Jan Horn fulfills childhood dream to teach

When Clark County Native Jan Horn  was very young, she made up her mind that she was going to be a teacher, with no real compelling reason other than she just wanted to.

“I told my mom when I was five or six that I was going to be a teacher and that’s what I did,” Horn said. “Nobody in my immediate family was a teacher, though I had some distant relatives who were.”

Horn, a nationally-certified teacher, has now taught eighth-grade language arts at Campbell Junior High since the school’s opening four years ago, which is just the latest chapter in her career fulfilling the promise she made to her mom.

“This is my 17th year of teaching in the district,” Horn said. “I did 10 years of teaching elementary at Shearer, and this is my seventh year teaching middle school.”

When she was a child, Horn likely didn’t expect to be teaching language arts. She said it was her least favorite subject as she navigated through school, and she didn’t really learn to enjoy reading until college.

“I went to Transylvania University on a sports scholarship,” she said. “I played basketball the entire way through college.”

But along the way Horn took an interest in literature that stuck with her as she began teaching.

“I was initially hired to teach elementary math,” she said. “Then a reading position came open and I took that.”
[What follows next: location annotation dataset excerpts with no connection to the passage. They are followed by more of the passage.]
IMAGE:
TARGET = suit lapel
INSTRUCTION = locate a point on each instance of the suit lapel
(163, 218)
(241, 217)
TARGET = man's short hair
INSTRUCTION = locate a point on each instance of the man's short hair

Horn eventually switched to teaching fifth-grade language arts through the MAGNET advanced courses program at Conkwright before it became an elementary school. While doing that, she said she began to wonder if she would find more fulfillment working with older students.

When RDC was created after the completion of the new high school, Horn requested to work with eighth graders, a decision she said she has enjoyed.

“I like the content, it’s more challenging,” Horn said. “I also like their personalities. They’re more adult-like, but yet they’re still kid-like. It’s kind of a coming-of-age time.”

Horn said working with older students enables her to have deeper conversations that dive into peer relationships and finding ways to show the real-world applications of the material being discussed.

“We started our unit this year with the movie ‘Freedom Riders’ and our overall topic is what defines success,” Horn said.

Over the course of the unit, students are looking at whether or not environment impacts success and if it can be overcome. The lesson is a part of a push on the part of language arts teachers at RDC to find more engaging topics to discuss with students.

Horn cites her background in sports as playing a part in her teaching style as well. She said she has a drive to treat everyone consistently and fairly as a part of her team, but to also encourage a competitive mindset and put hard work into what a student is passionate about.

Horn said she enjoys building up relationships with her students throughout the course of the school year, starting out as a stranger to them but building up a mutual bond of respect as the year goes by.

She said eventually she would like to make the jump to teaching in high school, but much of that decision will be based on what is happening with her own children, who are attending school at St. Agatha Academy like their mother did.

“I don’t want to become complacent,” Horn said. “I like facing challenges.”

When she isn’t teaching, Horn said she spends a lot of time supporting her children in their extracurricular activities such as sports, dance and band. She and her family live on a small farm in Clark County.